If visible scientists are scientists well-known to the public, then Hawking is not just a visible scientist—he is a rock-star scientist.

Hawking was born on January 8, 1942, in Oxford, England, and spent most of his childhood in St. Albans, a town 20 miles north of London. In 1959, he received an open scholarship to University College, Oxford, where he began studies at the age of 17. In 1962, he received his first-class honors degree from Oxford and then began studying for a PhD in cosmology at Cambridge University, where he pursued his interests in black holes, singularities, and other areas of interest—sometimes thought of as the physics of the very big and the very small.

In 1965, Hawking received his PhD and began a fellowship in theoretical physics at Cambridge's Gonville and Caius College, where he often collaborated on space-time research with mathematician Roger Penrose. He became a staff member of Cambridge's Institute of Astronomy in 1968 and worked with Penrose on mathematics and thermodynamics related to black holes. Hawking was named a Fellow of the Royal Society in 1974, then spent a year as the Fairchild Distinguished Scholar at the California Institute of Technology. In 1978, he received the top theoretical physics honor, the Albert Einstein Award of the Lewis and Rose Strauss Memorial Fund.

His work focuses on black holes, particle physics, quantum gravity, and other areas related to the origin of the universe and work toward developing a grand unification theory, or theory of everything, that would link Einstein's theory of relativity with quantum mechanics. By the 1980s, he was working on big bang issues. Was there a big bang, or were there universes that produced other universes? Is there a beginning?

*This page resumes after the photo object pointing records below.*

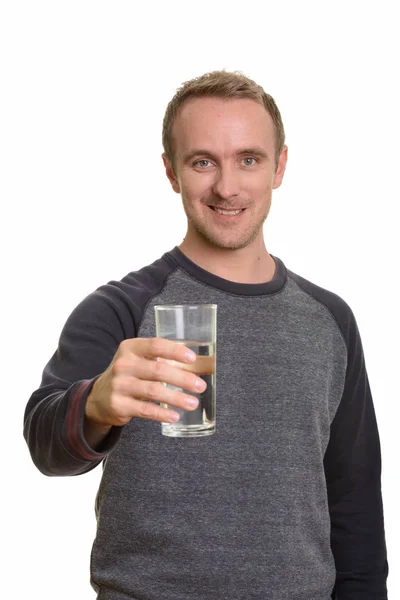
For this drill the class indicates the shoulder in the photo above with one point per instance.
(335, 304)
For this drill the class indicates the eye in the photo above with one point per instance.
(249, 158)
(201, 162)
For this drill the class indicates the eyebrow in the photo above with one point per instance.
(260, 152)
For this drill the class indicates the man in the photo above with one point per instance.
(284, 500)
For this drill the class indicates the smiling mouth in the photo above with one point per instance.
(228, 212)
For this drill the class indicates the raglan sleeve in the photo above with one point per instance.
(54, 415)
(353, 475)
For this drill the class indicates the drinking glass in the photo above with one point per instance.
(195, 326)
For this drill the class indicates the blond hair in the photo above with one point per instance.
(221, 84)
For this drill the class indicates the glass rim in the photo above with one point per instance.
(185, 306)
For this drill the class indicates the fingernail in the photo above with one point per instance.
(173, 417)
(190, 356)
(200, 385)
(191, 402)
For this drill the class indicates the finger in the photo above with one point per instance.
(151, 370)
(153, 412)
(159, 347)
(131, 407)
(156, 392)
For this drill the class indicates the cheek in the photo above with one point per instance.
(196, 187)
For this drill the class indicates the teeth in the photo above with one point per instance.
(228, 212)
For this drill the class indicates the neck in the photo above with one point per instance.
(252, 264)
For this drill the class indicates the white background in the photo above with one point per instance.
(85, 199)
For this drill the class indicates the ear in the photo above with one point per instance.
(170, 174)
(280, 171)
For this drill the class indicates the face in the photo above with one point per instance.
(225, 160)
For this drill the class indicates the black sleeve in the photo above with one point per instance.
(54, 416)
(353, 476)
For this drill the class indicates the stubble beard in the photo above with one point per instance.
(213, 240)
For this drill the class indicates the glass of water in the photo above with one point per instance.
(195, 326)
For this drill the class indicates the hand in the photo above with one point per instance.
(135, 376)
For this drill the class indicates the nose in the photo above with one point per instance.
(226, 184)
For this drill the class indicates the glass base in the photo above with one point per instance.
(171, 430)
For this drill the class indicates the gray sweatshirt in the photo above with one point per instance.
(283, 502)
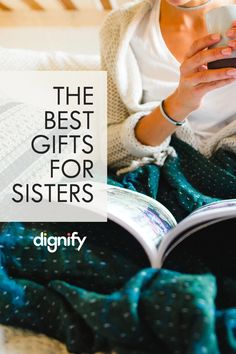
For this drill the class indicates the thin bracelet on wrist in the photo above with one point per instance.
(167, 117)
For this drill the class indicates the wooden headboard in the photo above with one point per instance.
(41, 5)
(54, 12)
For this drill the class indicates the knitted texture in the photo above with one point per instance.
(125, 106)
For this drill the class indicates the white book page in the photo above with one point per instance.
(194, 222)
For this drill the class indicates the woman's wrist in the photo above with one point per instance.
(176, 109)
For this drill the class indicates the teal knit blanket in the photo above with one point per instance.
(107, 297)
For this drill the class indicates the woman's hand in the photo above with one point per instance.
(231, 34)
(195, 78)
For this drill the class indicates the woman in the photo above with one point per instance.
(158, 50)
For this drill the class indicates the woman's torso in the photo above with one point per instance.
(160, 76)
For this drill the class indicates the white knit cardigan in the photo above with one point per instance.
(125, 106)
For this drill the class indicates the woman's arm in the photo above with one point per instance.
(195, 81)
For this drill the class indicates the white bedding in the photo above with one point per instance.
(82, 40)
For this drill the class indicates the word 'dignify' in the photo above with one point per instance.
(53, 242)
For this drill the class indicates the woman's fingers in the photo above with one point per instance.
(231, 33)
(203, 43)
(207, 76)
(205, 56)
(204, 88)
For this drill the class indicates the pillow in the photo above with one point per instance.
(26, 59)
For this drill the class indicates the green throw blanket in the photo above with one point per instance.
(106, 297)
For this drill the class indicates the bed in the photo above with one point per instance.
(46, 25)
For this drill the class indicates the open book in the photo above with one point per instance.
(154, 227)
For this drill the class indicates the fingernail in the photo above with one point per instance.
(231, 72)
(215, 36)
(232, 44)
(230, 33)
(226, 51)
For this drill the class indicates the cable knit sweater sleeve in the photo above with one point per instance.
(125, 91)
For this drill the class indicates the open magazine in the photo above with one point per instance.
(153, 225)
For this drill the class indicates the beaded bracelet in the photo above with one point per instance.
(171, 120)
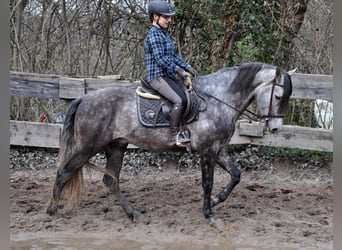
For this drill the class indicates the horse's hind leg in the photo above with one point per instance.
(114, 154)
(227, 164)
(207, 184)
(67, 173)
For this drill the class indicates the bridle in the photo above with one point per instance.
(249, 113)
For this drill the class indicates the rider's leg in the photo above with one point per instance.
(172, 91)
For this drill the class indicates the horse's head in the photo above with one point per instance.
(272, 96)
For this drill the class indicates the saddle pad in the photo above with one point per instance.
(150, 112)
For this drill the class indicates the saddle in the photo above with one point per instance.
(154, 110)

Is there an end? If there is a singularity at the end of a star's collapse, was it possible that there had been a singularity at the beginning of the universe? He and Penrose showed that the answer was yes.

Hawking has received many of the most prominent awards in science, including the Eddington Medal of the Royal Astronomical Society (1975), the Pius XI Gold Medal (1975), the Maxwell Medal of the Institute of Physics (1976), the Franklin Medal of the Franklin Institute (1981), the Gold Medal of the Royal Society (1985), the Paul Dirac Medal and Prize (1987), the Britannica Award (1989), and the Royal Society's Copley Medal (2006). He has also received honorary degrees from a variety of universities, including Oxford (1978); Chicago (1981); Leicester, Notre Dame, and Princeton (1982); Newcastle and Leeds (1987); and Tufts, Yale, and Cambridge (1989).

Greater fascination has surrounded Hawking's life and the interconnection of his life with the study of such “big picture” scientific questions than for perhaps any other modern scientist. In 1973, Hawking showed that particles are emitted by black holes. Then he formulated the theory that black holes could emit subatomic particles (Hawking radiation). In 2004, Hawking said he was wrong in his previous black hole theory—instead of black holes devouring everything, he said that stuff may be preserved, with mass sent back into the universe.